The series of contractual agreements for the VIE Companies to qualify as VIEs (the “VIE Agreements”) that Jinong, the VIE Companies, and the shareholders of VIE Companies entered into, are as follows:

 

Entrusted Management Agreements

 

Pursuant to the terms of certain Entrusted Management Agreements dated June 30, 2016 and January 1, 2017, between Jinong and the shareholders of the VIE Companies (the “Entrusted Management Agreements”), the VIE Companies and their shareholders agreed to entrust the operations and management of its business to Jinong. According to the Entrusted Management Agreement, Jinong possesses the full and exclusive right to manage the VIE Companies’ operations, assets and personnel, has the right to control all the VIE Companies’ cash flows through an entrusted bank account, is entitled to the VIE Companies’ net profits as a management fee, is obligated to pay all the VIE Companies’ payables and loan payments, and bears all losses of the VIE Companies. The Entrusted Management Agreements will remain in effect until (i) the parties mutually agree to terminate the agreement; (ii) the dissolution of the VIE Companies; or (iii) Jinong acquires all the assets or equity of the VIE Companies (as more fully described below under “Exclusive Option Agreements”).

  

Exclusive Technology Supply Agreements

 

Pursuant to the terms of certain Exclusive Technology Supply Agreements dated June 30, 2016 and January 1, 2017, between Jinong and the VIE Companies (the “Exclusive Technology Supply Agreements”), Jinong is the exclusive technology provider to the VIE Companies.

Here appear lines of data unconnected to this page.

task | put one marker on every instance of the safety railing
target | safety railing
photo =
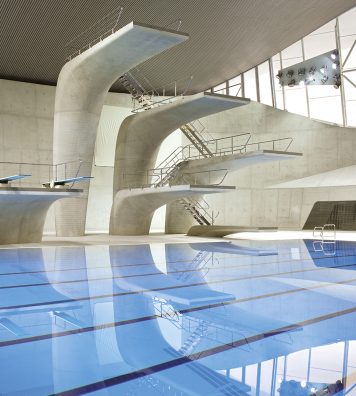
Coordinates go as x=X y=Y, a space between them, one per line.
x=326 y=242
x=218 y=147
x=154 y=177
x=108 y=25
x=282 y=144
x=163 y=95
x=200 y=210
x=43 y=173
x=212 y=178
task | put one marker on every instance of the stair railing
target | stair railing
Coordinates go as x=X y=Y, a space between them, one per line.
x=204 y=177
x=82 y=43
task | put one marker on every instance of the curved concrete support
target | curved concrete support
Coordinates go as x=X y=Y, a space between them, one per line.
x=24 y=210
x=139 y=139
x=132 y=210
x=238 y=161
x=141 y=135
x=230 y=163
x=81 y=90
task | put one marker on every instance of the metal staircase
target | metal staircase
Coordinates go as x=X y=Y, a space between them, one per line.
x=136 y=90
x=139 y=94
x=204 y=215
x=197 y=139
x=202 y=146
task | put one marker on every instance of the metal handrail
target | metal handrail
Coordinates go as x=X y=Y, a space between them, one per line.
x=154 y=178
x=97 y=39
x=155 y=93
x=197 y=174
x=273 y=141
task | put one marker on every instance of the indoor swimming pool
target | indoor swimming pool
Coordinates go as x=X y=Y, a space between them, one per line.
x=216 y=318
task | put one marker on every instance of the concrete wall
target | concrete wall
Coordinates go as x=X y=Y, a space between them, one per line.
x=26 y=135
x=325 y=147
x=26 y=127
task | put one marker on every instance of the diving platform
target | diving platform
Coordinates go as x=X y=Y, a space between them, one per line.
x=23 y=212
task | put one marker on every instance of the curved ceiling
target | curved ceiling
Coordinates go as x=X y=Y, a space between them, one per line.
x=226 y=37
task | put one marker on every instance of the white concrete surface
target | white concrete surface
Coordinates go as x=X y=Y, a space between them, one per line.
x=141 y=135
x=341 y=177
x=81 y=90
x=23 y=212
x=133 y=209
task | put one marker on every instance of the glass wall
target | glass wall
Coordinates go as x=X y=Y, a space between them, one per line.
x=321 y=102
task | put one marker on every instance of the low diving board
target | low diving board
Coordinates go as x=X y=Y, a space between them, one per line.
x=63 y=182
x=7 y=179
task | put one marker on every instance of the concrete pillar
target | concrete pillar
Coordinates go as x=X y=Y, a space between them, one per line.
x=81 y=90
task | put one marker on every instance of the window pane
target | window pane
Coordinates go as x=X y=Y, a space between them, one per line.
x=250 y=84
x=265 y=84
x=316 y=44
x=276 y=65
x=296 y=100
x=326 y=108
x=221 y=88
x=235 y=86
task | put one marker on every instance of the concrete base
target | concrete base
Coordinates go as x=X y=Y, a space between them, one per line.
x=132 y=210
x=221 y=231
x=23 y=212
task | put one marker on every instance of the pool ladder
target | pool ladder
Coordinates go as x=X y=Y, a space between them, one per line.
x=327 y=241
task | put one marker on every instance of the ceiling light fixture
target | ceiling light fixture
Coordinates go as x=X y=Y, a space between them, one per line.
x=335 y=65
x=334 y=54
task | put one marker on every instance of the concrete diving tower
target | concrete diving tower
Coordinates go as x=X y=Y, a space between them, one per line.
x=81 y=90
x=133 y=209
x=24 y=210
x=138 y=143
x=196 y=170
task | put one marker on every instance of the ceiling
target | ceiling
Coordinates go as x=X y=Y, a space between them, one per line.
x=226 y=37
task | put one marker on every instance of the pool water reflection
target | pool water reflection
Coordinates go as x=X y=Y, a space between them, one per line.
x=254 y=318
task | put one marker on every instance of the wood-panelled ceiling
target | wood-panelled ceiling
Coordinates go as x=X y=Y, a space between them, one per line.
x=226 y=36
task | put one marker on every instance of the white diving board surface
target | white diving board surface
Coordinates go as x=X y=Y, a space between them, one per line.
x=54 y=183
x=7 y=179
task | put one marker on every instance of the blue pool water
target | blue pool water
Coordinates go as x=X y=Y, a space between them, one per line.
x=247 y=318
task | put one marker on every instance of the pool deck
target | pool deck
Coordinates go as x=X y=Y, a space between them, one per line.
x=105 y=239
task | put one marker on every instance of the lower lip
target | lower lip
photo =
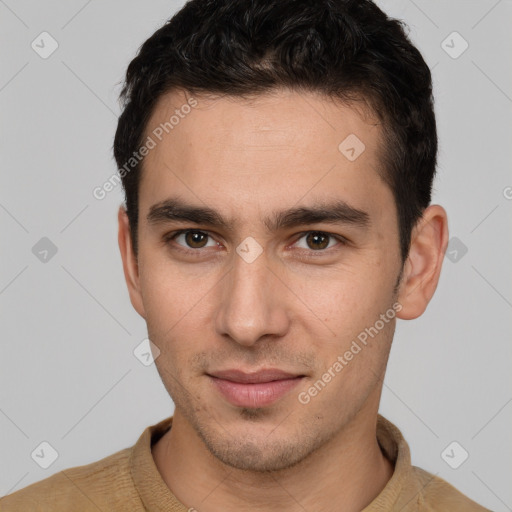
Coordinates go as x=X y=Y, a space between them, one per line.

The VIE Companies agreed to pay Jinong all fees payable for technology supply prior to making any payments under the Entrusted Management Agreement. The Exclusive Technology Supply Agreements shall remain in effect until (i) the parties mutually agree to terminate the agreement; (ii) the dissolution of the VIE Companies; or (iii) Jinong acquires the VIE Companies (as more fully described below under “Exclusive Option Agreements”).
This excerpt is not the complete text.